It is also amazing to see how the Balinese take the water just as much as they need – many take only five liters of water although some can take as much as 19 liters. But no one is taking more than they need and no one needs to pay a cent for the water, although some places provide a charity box for people to give donations to maintain the Pura Beji or for ceremonies at the temple.

Every day there is always at least one person giving offerings to the spring to honor Dewa Wishnu and to show how grateful they are for the God that has given them abundant fresh water. The offerings consist of various flowers as well as incense, all of which are placed neatly in a plate made of young coconut leaves. A big ceremony is also held once a year to celebrate the anniversary of the temple. Each of the temples in Bali has its own anniversary, and the local priests calculate the exact date.

Local Gathering

Batubulan Village, Bali

During my visit to a spring in Batubulan I witnessed hundreds of people coming and going from morning until afternoon. Some people only took some water then left right away, while others spent more time taking a dip in the spring to refresh their energy in the sunlight.

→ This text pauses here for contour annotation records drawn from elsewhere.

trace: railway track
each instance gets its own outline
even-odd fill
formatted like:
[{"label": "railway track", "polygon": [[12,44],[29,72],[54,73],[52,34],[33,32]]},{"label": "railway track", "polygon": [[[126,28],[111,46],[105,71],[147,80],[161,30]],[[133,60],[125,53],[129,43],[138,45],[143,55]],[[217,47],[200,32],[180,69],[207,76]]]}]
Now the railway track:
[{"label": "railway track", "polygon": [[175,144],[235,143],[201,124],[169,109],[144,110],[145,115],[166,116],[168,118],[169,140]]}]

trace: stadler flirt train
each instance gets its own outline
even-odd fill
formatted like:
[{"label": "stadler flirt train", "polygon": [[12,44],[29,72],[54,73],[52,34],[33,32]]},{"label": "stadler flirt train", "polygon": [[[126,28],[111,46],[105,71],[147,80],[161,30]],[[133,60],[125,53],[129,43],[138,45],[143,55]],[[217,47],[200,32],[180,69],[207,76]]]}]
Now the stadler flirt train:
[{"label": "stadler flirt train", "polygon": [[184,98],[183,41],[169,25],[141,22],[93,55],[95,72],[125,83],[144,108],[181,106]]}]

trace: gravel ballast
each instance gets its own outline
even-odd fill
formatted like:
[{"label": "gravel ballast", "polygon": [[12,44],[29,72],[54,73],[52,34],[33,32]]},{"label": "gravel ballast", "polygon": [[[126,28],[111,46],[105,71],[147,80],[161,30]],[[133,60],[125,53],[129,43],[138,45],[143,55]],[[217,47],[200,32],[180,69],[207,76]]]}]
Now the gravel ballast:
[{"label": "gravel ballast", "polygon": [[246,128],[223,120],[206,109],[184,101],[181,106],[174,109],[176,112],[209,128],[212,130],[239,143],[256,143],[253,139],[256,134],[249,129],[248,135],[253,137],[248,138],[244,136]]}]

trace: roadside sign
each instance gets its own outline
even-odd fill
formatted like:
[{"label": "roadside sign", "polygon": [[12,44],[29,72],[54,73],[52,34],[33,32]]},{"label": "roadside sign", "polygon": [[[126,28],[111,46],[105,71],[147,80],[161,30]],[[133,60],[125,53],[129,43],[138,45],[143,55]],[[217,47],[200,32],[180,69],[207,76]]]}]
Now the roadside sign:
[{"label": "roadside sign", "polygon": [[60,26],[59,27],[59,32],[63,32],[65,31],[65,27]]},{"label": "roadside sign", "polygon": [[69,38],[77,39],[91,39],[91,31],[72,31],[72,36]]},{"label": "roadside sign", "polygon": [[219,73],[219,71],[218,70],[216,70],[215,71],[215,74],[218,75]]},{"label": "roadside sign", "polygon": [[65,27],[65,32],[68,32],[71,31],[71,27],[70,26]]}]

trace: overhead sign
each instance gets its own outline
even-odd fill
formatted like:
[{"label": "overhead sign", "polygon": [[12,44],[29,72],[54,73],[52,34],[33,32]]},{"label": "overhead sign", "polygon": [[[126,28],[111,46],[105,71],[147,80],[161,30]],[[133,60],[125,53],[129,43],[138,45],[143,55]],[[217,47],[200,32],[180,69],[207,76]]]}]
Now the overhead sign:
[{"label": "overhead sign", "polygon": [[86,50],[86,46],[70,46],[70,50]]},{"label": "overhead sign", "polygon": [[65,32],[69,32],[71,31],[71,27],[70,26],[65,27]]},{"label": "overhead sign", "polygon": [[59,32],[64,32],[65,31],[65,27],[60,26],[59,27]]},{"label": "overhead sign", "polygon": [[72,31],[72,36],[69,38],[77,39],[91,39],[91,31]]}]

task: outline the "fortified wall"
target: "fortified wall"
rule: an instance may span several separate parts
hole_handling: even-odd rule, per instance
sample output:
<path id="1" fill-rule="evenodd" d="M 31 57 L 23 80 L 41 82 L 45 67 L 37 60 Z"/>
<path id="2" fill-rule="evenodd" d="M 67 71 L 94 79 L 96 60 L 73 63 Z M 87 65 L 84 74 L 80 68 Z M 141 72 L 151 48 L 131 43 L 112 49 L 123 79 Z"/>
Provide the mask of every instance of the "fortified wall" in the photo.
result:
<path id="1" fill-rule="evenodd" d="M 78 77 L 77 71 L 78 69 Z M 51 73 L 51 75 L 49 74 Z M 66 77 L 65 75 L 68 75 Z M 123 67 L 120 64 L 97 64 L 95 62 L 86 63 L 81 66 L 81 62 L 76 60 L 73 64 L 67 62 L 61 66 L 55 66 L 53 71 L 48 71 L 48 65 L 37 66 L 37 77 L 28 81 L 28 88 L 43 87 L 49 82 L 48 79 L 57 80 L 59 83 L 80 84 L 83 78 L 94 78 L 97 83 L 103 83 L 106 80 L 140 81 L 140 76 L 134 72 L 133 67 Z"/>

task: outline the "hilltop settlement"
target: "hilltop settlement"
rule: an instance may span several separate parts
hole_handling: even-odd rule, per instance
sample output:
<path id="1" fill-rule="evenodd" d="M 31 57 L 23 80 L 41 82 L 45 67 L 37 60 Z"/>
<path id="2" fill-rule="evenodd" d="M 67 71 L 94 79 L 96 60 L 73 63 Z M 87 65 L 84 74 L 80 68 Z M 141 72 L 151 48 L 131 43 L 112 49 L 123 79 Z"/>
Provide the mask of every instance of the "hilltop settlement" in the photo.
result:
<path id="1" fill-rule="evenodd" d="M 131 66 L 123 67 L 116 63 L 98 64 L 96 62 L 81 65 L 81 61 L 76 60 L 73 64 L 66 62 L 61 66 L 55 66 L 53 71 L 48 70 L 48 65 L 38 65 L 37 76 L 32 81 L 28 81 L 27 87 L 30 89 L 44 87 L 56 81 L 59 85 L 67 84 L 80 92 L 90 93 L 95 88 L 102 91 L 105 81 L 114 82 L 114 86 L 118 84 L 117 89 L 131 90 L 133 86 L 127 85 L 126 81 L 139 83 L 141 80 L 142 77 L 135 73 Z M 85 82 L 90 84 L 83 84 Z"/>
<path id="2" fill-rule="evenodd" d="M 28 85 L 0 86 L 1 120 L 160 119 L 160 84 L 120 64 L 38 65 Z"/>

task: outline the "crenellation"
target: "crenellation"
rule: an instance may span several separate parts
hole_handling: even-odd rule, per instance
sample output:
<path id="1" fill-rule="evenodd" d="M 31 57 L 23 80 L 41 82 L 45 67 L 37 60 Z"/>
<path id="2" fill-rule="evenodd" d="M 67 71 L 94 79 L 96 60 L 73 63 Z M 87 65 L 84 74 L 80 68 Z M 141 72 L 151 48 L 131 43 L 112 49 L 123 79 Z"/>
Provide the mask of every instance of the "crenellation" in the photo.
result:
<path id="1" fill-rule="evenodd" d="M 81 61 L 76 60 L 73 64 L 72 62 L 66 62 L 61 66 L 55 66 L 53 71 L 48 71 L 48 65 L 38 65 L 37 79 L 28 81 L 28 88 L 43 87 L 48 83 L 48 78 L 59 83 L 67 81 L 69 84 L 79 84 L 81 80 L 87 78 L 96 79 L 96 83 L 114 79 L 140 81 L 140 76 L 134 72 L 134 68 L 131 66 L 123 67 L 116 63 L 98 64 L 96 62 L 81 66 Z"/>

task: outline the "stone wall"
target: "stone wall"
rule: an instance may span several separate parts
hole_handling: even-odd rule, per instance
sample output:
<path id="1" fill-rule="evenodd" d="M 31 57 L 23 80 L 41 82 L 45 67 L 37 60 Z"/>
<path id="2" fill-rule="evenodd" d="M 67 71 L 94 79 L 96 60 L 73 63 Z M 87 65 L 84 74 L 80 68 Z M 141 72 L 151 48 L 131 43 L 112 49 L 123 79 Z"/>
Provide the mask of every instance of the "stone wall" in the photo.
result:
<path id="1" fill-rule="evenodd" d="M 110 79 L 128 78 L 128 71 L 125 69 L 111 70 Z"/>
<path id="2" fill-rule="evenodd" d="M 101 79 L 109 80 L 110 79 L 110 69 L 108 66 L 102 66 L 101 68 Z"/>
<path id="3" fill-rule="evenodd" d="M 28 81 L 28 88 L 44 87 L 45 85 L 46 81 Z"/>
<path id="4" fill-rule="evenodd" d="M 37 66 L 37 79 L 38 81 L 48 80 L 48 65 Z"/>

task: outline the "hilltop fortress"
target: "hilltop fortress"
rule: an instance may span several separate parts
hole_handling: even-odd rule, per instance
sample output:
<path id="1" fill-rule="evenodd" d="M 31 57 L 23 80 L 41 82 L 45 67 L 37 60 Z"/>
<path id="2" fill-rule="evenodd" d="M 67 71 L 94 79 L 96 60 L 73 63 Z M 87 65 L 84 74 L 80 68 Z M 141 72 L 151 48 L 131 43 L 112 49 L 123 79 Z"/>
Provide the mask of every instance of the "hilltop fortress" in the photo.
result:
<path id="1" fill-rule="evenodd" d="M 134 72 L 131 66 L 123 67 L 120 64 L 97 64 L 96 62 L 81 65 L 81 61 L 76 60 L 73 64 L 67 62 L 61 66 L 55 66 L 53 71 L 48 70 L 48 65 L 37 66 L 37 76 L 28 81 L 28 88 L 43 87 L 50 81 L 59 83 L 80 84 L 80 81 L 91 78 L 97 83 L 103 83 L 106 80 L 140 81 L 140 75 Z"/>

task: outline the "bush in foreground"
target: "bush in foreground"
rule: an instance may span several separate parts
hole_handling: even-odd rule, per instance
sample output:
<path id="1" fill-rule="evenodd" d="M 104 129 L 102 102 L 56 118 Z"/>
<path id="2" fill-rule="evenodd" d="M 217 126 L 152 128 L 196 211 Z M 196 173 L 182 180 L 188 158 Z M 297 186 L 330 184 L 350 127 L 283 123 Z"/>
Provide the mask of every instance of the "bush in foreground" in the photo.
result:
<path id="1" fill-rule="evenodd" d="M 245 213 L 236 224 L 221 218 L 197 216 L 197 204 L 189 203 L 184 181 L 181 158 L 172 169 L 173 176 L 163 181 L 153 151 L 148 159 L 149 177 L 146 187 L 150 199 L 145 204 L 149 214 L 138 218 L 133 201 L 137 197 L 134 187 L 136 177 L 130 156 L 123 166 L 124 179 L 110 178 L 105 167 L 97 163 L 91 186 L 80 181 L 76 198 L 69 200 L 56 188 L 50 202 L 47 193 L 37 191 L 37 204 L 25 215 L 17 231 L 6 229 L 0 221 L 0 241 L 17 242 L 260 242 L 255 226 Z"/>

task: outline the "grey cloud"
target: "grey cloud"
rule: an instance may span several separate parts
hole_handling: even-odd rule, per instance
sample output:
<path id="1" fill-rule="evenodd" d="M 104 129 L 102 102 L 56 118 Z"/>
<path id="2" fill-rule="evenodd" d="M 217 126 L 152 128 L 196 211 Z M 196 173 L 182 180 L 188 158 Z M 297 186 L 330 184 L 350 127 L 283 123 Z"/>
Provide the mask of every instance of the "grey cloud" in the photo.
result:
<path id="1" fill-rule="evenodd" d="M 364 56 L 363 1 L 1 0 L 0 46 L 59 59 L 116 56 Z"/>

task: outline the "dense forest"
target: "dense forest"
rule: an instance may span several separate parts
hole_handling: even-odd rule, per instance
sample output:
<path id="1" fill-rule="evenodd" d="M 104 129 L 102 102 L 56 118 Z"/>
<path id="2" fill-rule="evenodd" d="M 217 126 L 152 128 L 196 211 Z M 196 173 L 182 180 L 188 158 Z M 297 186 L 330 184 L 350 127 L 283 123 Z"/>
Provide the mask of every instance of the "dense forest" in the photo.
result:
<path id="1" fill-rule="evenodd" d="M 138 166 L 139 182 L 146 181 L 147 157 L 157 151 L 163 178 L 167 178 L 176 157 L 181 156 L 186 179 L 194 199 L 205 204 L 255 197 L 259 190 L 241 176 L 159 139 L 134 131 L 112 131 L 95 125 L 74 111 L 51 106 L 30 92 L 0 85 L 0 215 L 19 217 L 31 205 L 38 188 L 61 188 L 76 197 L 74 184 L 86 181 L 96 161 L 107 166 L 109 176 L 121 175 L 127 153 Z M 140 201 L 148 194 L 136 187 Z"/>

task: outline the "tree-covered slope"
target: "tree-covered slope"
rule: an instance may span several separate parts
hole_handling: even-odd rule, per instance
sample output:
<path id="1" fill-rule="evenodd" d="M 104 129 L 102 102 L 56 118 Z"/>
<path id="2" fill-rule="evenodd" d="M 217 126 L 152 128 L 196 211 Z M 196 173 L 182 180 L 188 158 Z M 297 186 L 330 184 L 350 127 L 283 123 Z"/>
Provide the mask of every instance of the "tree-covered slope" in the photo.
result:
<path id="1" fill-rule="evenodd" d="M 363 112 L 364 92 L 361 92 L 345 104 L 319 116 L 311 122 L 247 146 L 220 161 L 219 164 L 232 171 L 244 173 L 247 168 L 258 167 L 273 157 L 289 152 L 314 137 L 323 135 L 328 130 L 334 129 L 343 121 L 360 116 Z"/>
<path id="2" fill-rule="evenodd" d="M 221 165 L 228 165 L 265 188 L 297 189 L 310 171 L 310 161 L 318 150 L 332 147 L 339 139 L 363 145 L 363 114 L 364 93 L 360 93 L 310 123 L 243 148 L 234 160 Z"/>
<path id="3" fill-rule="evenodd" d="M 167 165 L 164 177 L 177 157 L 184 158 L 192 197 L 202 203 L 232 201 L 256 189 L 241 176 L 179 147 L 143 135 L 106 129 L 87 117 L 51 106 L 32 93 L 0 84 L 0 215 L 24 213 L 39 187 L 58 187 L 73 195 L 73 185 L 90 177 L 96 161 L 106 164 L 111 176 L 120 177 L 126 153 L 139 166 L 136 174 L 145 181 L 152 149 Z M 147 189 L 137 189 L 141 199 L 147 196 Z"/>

But the most interesting fact is that the spring has become some kind of a place where the villagers meet. While washing their clothes or filling up their containers, the villagers greet each other and share stories. They talk about almost everything, from the village gossip to national issues – some even discuss events that take place at the neighboring village.

Witnessing the activity of the Balinese people at the spring, I could see how they honor their God and the environment, and how they respect each other, all at the same time. This definitely reflects the Tri Hita Karana, the living concept of the Balinese that embraces the balance of life.